Recordemos que la importante cumbre climática se suspendió y que la única  reunión de la ONU que ha habido, estos días pasados, ha sido online y muchos países de los más contaminantes (Rusia, Brasil, Australia...) no estuvieron. Es verdad que la Unión Europea, tercer gran emisor de CO2, ha avanzado al aumentar el compromiso de recortes de emisiones (incluyo aún a Gran Bretaña, el más avanzando en el asunto) pasando de un 40% a un 55% para 2030, mientras que China, avanza muy poco para llegar a su anunciada neutralidad (es decir, contaminación cero) en 2060. Pero no hay que obviar que  para llegar a un acuerdo en la UE hubo que transigir con dar más dinero a Polonia que pasará del carbón al gas natural, como si éste no contaminara. Pero también en España ha habido  que transigir y quitar el impuesto al diésel para tener unos presupuestos generales. Contaminar o no es hoy moneda de cambio.

¿Y que pasa en América? Pues una cal y una de arena porque el futuro presidente del norte, Joe Biden, está dispuesto a que su país regrese al Acuerdo de Paris, lo que es excelente noticia dado que es el segundo mayor contaminador global tras China, pero la cal la esparce otro "JB", Jair Bolsonaro, que pide 10.000 millones de dólares anuales para reducir un 43% sus emisiones para 2030.  Es realmente poco aunque la realidad brasileña es que va a la contra: 2019 fue un año récord en emisiones según el Observatorio del Clima del país y ya es el séptimo más contaminante.  Tampoco va mejor India, donde viven 1.300 millones de humanos, casi los mismos que habitaban toda la Tierra hace 100 años. Allí

Pero es que India, el quinto, tampoco va mejor y este año tampoco ha querido anunciar elevados compromisos de reducciones, que cifra en un 35% como mucho para dentro de una década. Y luego están Rusia, México, Arabia Saudí o Australia, que no han aumentado en nada lo ya planteado.  En realidad, este nefasto 2020 sólo 20 países han comprendido la urgencia como para aprobar más ambiciosos compromisos.

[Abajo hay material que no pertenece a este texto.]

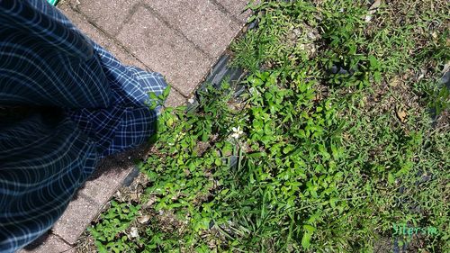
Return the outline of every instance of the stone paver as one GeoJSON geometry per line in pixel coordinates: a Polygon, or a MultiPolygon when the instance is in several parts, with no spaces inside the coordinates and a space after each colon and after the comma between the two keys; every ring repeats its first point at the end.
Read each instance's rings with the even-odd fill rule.
{"type": "Polygon", "coordinates": [[[19,250],[18,253],[75,253],[76,249],[64,242],[59,237],[47,233],[44,236],[33,241],[32,244],[25,247],[25,248],[19,250]]]}
{"type": "Polygon", "coordinates": [[[214,63],[143,6],[123,26],[117,39],[151,69],[163,73],[186,96],[214,63]]]}
{"type": "Polygon", "coordinates": [[[53,232],[69,244],[75,244],[101,208],[101,203],[87,196],[77,194],[76,200],[70,202],[66,212],[53,226],[53,232]]]}
{"type": "MultiPolygon", "coordinates": [[[[241,14],[247,3],[61,0],[58,7],[123,63],[166,76],[173,86],[166,106],[177,106],[185,104],[239,32],[248,14],[241,14]]],[[[73,245],[80,234],[130,175],[132,160],[146,155],[140,148],[106,158],[77,192],[52,231],[20,252],[75,252],[73,245]]]]}
{"type": "MultiPolygon", "coordinates": [[[[96,3],[96,1],[92,2],[96,3]]],[[[83,32],[89,36],[94,41],[108,50],[124,64],[137,66],[143,69],[148,68],[144,66],[144,64],[142,64],[142,62],[139,61],[135,57],[125,51],[122,48],[121,48],[121,46],[117,45],[112,39],[108,38],[105,34],[104,34],[104,32],[96,29],[93,24],[89,23],[85,16],[71,9],[66,3],[67,1],[58,5],[58,9],[60,9],[62,13],[76,25],[76,27],[83,31],[83,32]]]]}
{"type": "Polygon", "coordinates": [[[116,35],[122,24],[130,17],[139,0],[66,0],[89,20],[111,35],[116,35]]]}
{"type": "Polygon", "coordinates": [[[176,90],[171,90],[167,100],[166,100],[166,107],[176,107],[186,103],[186,98],[176,90]]]}
{"type": "Polygon", "coordinates": [[[219,5],[222,5],[228,12],[230,12],[235,18],[243,23],[250,15],[250,10],[242,12],[248,1],[242,0],[215,0],[219,5]]]}
{"type": "Polygon", "coordinates": [[[210,1],[149,0],[145,3],[178,33],[184,34],[213,58],[221,55],[240,30],[239,24],[210,1]]]}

Ahora bien ¿serán estas reducciones reales o se podrán contar bosques, océanos e incluso almacenes de carbono como sumideros para compensar poder seguir contaminando? La ministra y vicepresidenta del Gobierno, Teresa Ribera, me contestaba hace unos días en un encuentro informativo online que es un debate pendiente, que lo racional es aprovechar todo lo que hay y que hay que apoyar la protección de la biodiversidad, aunque este mismo año ha comprobado en la batalla por proteger en un acuerdo global el Océano Antártico que no es nada fácil ponerse de acuerdo cuando los intereses económicos se cruzan en el camino.

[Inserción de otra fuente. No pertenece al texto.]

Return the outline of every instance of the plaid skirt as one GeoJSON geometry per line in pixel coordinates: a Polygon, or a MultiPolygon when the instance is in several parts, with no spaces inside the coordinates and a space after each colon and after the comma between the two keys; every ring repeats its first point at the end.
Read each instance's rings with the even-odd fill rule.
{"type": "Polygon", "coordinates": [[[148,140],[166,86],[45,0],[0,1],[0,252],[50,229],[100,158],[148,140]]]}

Y por otro lado, una cosa es que se tengan compromisos y otra cosa es que se queden en el papel, porque resulta que hace un año estudios científicos reconocían que hasta ahora apenas se han cumplido en un 20% las reducciones previstas mientras, como reconocía días atrás el secretario general del ONU, Antonio Guterres, vamos desbocados hacia los 3ºC , con lo que suponen de deshielo, subida del nivel del mar, sequías, más huracanes y tifones, desaparición de manglares y corales y humedales y glaciares... y también masivas migraciones humanas.

Resulta evidente que el cambio es una transición, que destruir empleos y sectores inviables para la vida en el planeta, no puede hacerse de un día para otro. Pero llevamos medio siglo de conocimiento científico acumulado y cuarto siglo negociando en cumbres, mientras cada noticia de un desastre climático parece sorprendernos menos y ni siquiera se han logrado poner en marcha mecanismos que compensen en el sur global las pérdidas y daños que han generado estas catástrofes provocadas desde el norte. Y se regatean recursos para el Fondo Verde del Clima, con apenas 7.000 millones recaudados desde que se creó hace 10 años.

Por ello, son muchas las tareas pendientes que habrá que encarar en el 2021 y la siguiente cumbre climática, ya inmersos de lleno en la década definitiva del cambio.  Imposible predecir lo que puede pasar en este contexto complejo, pero la urgencia es evidente. Y la peor pandemia es la ceguera.